Ils affirment que les pays qui dépensent moins en R&D ont eu tendance à réduire leurs budgets de R&D plus sévèrement pendant les consolidations fiscales que leurs pairs. Cette tendance crée un cycle dans lequel la réduction des investissements publics dans la R&D entraîne une diminution de la capacité d’innovation. Le rapport souligne que lorsque les gouvernements adoptent des consolidations basées sur les recettes qui augmentent la charge fiscale, les investissements en R&D du secteur privé s’en trouvent souvent affaiblis. Faute d’un financement suffisant de la R&D, les pays les moins innovants risquent d’entrer dans une «boucle fatale de la R&D», où le déclin de la capacité d’innovation entraîne de nouvelles réductions des dépenses de R&D, accentuant ainsi les divergences au sein de la zone euro.

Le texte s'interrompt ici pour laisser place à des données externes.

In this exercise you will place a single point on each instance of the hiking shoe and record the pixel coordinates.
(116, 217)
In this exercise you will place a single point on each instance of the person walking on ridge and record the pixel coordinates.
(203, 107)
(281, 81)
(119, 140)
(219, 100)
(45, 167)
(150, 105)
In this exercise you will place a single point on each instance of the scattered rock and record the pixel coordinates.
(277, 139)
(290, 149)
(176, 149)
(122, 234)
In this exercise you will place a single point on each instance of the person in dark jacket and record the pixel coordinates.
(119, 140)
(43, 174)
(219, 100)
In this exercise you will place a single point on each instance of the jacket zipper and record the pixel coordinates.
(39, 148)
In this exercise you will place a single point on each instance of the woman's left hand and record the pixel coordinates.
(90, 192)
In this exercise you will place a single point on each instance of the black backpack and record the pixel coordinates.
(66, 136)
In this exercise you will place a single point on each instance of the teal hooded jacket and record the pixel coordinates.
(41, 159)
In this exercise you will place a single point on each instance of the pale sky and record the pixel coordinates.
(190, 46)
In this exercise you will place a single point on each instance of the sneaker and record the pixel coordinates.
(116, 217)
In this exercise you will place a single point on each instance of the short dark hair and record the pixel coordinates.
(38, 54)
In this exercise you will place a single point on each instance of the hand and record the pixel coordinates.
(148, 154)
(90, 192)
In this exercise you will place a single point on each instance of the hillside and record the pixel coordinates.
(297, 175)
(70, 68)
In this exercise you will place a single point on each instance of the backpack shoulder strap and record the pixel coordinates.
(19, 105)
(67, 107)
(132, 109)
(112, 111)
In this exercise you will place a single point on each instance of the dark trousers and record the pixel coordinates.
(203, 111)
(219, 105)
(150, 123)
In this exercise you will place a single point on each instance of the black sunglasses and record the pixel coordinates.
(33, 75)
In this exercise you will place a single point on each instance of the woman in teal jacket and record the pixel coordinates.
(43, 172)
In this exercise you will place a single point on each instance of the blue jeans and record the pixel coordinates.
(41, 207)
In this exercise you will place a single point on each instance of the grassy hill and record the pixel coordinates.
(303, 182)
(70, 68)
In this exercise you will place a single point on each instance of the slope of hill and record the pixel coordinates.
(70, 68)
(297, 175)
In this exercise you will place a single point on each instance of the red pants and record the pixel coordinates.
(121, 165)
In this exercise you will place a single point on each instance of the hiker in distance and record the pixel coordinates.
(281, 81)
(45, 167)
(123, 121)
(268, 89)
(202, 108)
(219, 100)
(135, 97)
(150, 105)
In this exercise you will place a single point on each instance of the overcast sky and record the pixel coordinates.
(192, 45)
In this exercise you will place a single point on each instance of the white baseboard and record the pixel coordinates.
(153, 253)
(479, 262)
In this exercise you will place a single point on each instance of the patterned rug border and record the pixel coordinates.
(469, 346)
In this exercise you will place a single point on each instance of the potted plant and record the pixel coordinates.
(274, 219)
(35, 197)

R&D et politiques fiscales
Le rapport établit une distinction entre les consolidations fondées sur les dépenses et celles fondées sur la fiscalité. La consolidation basée sur les dépenses se concentre sur la réduction des dépenses publiques, tandis que la consolidation basée sur les impôts implique une augmentation des impôts pour équilibrer les budgets. Selon les économistes de l’ESM, la consolidation basée sur les dépenses ne réduit généralement pas les investissements nationaux en R&D. Au contraire, elle peut encourager les entreprises à compenser les réductions du financement public en augmentant les investissements privés dans la R&D. À l’inverse, la consolidation fondée sur la fiscalité réduit directement les ressources disponibles pour la R&D privée, ce qui a un impact négatif sur les activités de R&D dans tous les pays, quel que soit leur niveau d’innovation.
La boucle fatale de l’innovation
Le concept de «boucle fatale de l’innovation» est introduit pour décrire l’impact des consolidations fiscales sur les pays à intensité modérée de R&D. Ces pays réduisent souvent les dépenses publiques de R&D de manière plus drastique que les nations à forte capacité d’innovation. Il en résulte une aggravation du fossé en matière d’innovation, qui se traduit par une diminution des dépenses de R&D et de l’avantage concurrentiel. Alors que les pays très innovants peuvent voir les investissements du secteur privé compenser la réduction de la R&D publique, les pays moins innovants connaissent une baisse des investissements privés en R&D à la suite de la consolidation, ce qui exacerbe la réduction totale des dépenses en R&D.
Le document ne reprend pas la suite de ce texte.